Virginia Tech will recognize its 150th anniversary in 2022. The Council on Virginia Tech History’s Public Art Committee is working on creative approaches to highlight the ways in which historically marginalized communities have shaped and continue to shape the university. The Council on Virginia Tech History's work does not shy away from the difficult and painful histories that are embedded into the fabric of the university. The council examines the histories of Native people, whose land and knowledge were dispossessed, and enslaved people, whose labor and contributions to other people’s wealth proved foundational to the university. Understanding the stories that have been a part of shaping the institution allows us to understand the ways in which disenfranchisement has shaped the knowledge of, and emanating from, the university.
What are difficult and complicated histories?
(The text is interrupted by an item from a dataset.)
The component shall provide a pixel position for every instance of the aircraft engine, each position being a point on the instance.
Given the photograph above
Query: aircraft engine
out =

The term, difficult and complicated histories, reflects the lens the Council on Virginia Tech History utilizes to acknowledge the university's history in the context of today and the Beyond Boundaries vision for the future. The term recognizes the connection between past and present that multifaceted histories possess.
What art forms will be accepted for submission?
All forms of art are highly encouraged to be submitted to the Call for Public Art.
Does it have to be a physical structure?
Art forms submitted to the Call for Public Art can be in any medium or presentation if they meet the standards highlighted in the Call for Public Art guidelines:
- Consider the elements of the site as a source of design ideas
- Consider the area surrounding the artwork and its intended uses as described in this call
- Reflect the university's/community's history, diversity, and cultural profile
- Demonstrate the intersecting relationship and influences from the White, Black, and Native American presence
- Contribute to the aesthetic beauty of the area, including elements of the Duck Pond, buildings, and landscape
- Be durable, stable, and suitable for the climate conditions, resistant to UV damage, and safe for public interaction
- Be accomplished within the proposer’s preliminary cost projection
Where will be the public art be located?
The public art will be located on the grounds near the Fraction Family House, Solitude, and the Duck Pond. While we encourage artwork designed for permanent exterior display, technology-based artwork designed for exterior and/or interior display will be considered.
Will the public art be permanent or temporary?
The Council on Virginia Tech History encourages submissions for permanent public art; we recognize that technologies may offer options for permanent installations designed for renewable elements and/or updated additions for all lengths of exhibition.
What is the budget for the public art's construction?
In addition to the honoraria and prizes awarded, the Council on Virginia Tech History will allocate appropriate funding for the construction and longevity of the winning submission.